Find a good starting caliber like the .223 it can be effective out to 900m+. I own a remington 700 bdl short action 223 with a bushnell 6x18x40 high contrast scope and i have shoot it out to 800 yards with 1" groups. I also own a savage 110 tactical 300 win mag. That has a springfield goverment 4x14x56 (http://www.armusa.com/SpringfieldScopes_3.htm ). This scope is great and i can range find out to 1000 yards. I have not dont jack to the riffle yet and it shoots groups the size of a quarter at 100 yards and im usiung some of the cheapest plinking ammo i can find. I would seriously start thinking of hand loading any thing in 300 win mag or any round that you want to target shoot.
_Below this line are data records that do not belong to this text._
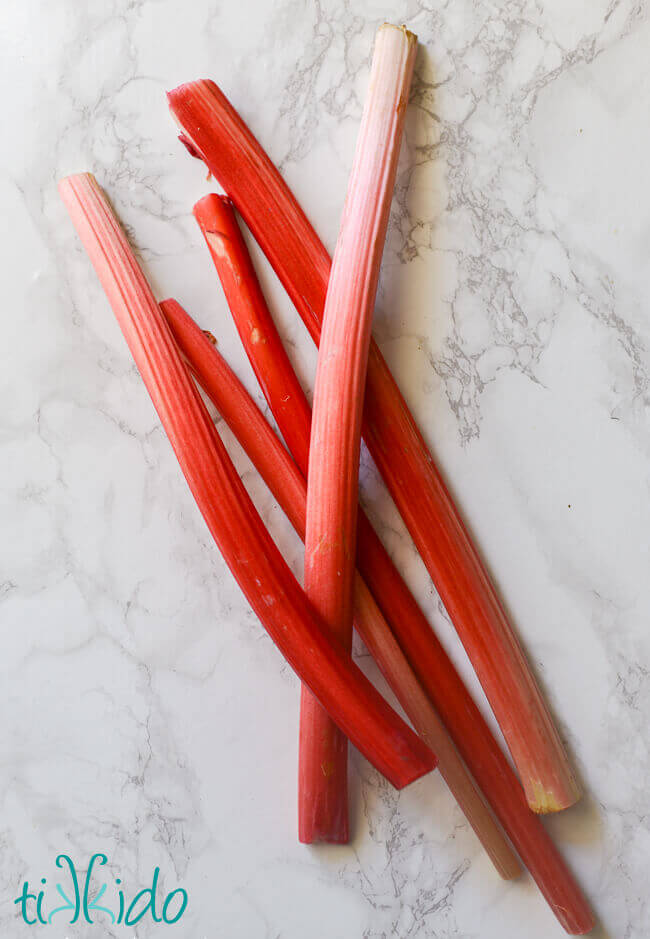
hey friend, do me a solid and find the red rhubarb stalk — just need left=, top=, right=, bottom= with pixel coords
left=162, top=296, right=521, bottom=879
left=190, top=207, right=594, bottom=932
left=58, top=172, right=436, bottom=797
left=167, top=72, right=580, bottom=818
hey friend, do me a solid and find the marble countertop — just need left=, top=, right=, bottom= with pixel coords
left=3, top=0, right=649, bottom=936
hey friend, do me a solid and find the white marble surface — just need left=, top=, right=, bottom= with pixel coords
left=3, top=0, right=649, bottom=935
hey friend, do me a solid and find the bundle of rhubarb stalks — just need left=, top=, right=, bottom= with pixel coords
left=59, top=24, right=594, bottom=934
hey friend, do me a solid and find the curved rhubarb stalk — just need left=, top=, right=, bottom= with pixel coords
left=189, top=208, right=594, bottom=931
left=161, top=296, right=521, bottom=879
left=167, top=76, right=580, bottom=816
left=296, top=23, right=417, bottom=843
left=58, top=172, right=436, bottom=796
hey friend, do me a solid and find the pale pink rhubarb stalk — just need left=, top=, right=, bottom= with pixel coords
left=58, top=173, right=436, bottom=796
left=295, top=24, right=418, bottom=843
left=167, top=69, right=580, bottom=817
left=191, top=201, right=594, bottom=933
left=161, top=296, right=521, bottom=879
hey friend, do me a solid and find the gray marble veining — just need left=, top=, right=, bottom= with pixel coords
left=2, top=0, right=649, bottom=935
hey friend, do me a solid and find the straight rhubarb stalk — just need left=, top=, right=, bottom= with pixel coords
left=58, top=173, right=436, bottom=796
left=168, top=68, right=580, bottom=816
left=161, top=296, right=521, bottom=879
left=191, top=206, right=594, bottom=931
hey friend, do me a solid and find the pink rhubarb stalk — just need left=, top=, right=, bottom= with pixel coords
left=167, top=65, right=580, bottom=817
left=58, top=172, right=436, bottom=799
left=191, top=203, right=594, bottom=932
left=162, top=295, right=521, bottom=879
left=297, top=24, right=418, bottom=842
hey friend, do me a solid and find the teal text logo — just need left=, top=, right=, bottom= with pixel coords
left=15, top=853, right=188, bottom=926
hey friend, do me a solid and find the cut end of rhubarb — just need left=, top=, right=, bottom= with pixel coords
left=167, top=81, right=223, bottom=163
left=298, top=831, right=350, bottom=846
left=168, top=78, right=220, bottom=101
left=192, top=192, right=247, bottom=283
left=298, top=822, right=350, bottom=846
left=397, top=759, right=437, bottom=789
left=194, top=195, right=239, bottom=264
left=496, top=854, right=523, bottom=882
left=167, top=79, right=221, bottom=124
left=527, top=776, right=582, bottom=814
left=194, top=192, right=232, bottom=216
left=59, top=171, right=97, bottom=199
left=379, top=22, right=418, bottom=45
left=556, top=907, right=596, bottom=935
left=193, top=194, right=232, bottom=233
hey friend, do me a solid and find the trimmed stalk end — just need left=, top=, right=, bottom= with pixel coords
left=526, top=776, right=582, bottom=814
left=379, top=22, right=418, bottom=46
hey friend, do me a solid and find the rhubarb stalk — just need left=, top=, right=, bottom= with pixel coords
left=293, top=24, right=417, bottom=843
left=190, top=206, right=594, bottom=932
left=167, top=70, right=580, bottom=817
left=161, top=296, right=521, bottom=879
left=58, top=172, right=436, bottom=796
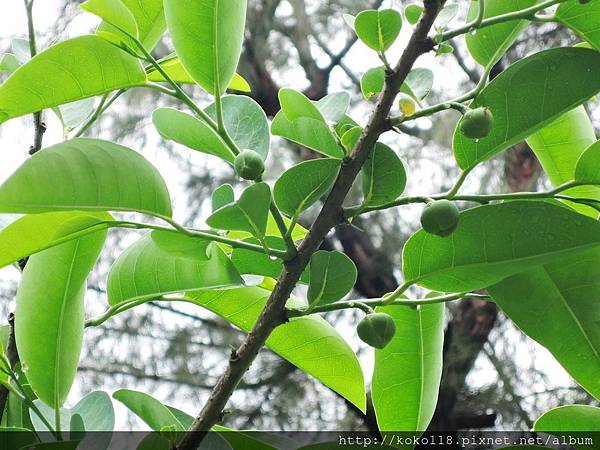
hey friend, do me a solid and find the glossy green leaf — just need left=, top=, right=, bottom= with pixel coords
left=271, top=113, right=344, bottom=158
left=575, top=140, right=600, bottom=185
left=354, top=9, right=402, bottom=52
left=212, top=184, right=235, bottom=212
left=361, top=66, right=385, bottom=100
left=405, top=4, right=423, bottom=25
left=361, top=143, right=406, bottom=208
left=465, top=0, right=538, bottom=67
left=189, top=287, right=366, bottom=412
left=0, top=138, right=172, bottom=218
left=403, top=201, right=600, bottom=292
left=0, top=36, right=146, bottom=124
left=113, top=389, right=184, bottom=431
left=152, top=108, right=234, bottom=163
left=15, top=230, right=107, bottom=408
left=557, top=0, right=600, bottom=50
left=372, top=303, right=444, bottom=432
left=274, top=158, right=341, bottom=218
left=81, top=0, right=138, bottom=37
left=528, top=107, right=600, bottom=217
left=453, top=47, right=600, bottom=170
left=307, top=251, right=357, bottom=308
left=489, top=249, right=600, bottom=401
left=0, top=54, right=20, bottom=73
left=164, top=0, right=247, bottom=94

As for modifiying my rifles i am going to polish the lug and bolt and then i am thinking of either replacig the barrel with a flutted one and haveing it cryoed. Or i will cryo the stock one and go from there. As for the stock i am going to use this one. http://www.rifle-stocks.com/silhouette.htm And i use this gun as my bear hunting rifle. As it is now i have carried it through the woods for over 4 miles with a molle 2 pack that had about 30lbs of **** in it. And it was ok weight wise.

Another good round is the 300wsm. I was reading a article in varmit shooter where a guy was reloading with a 125gr bulit and getting 4100ft a sec.


----------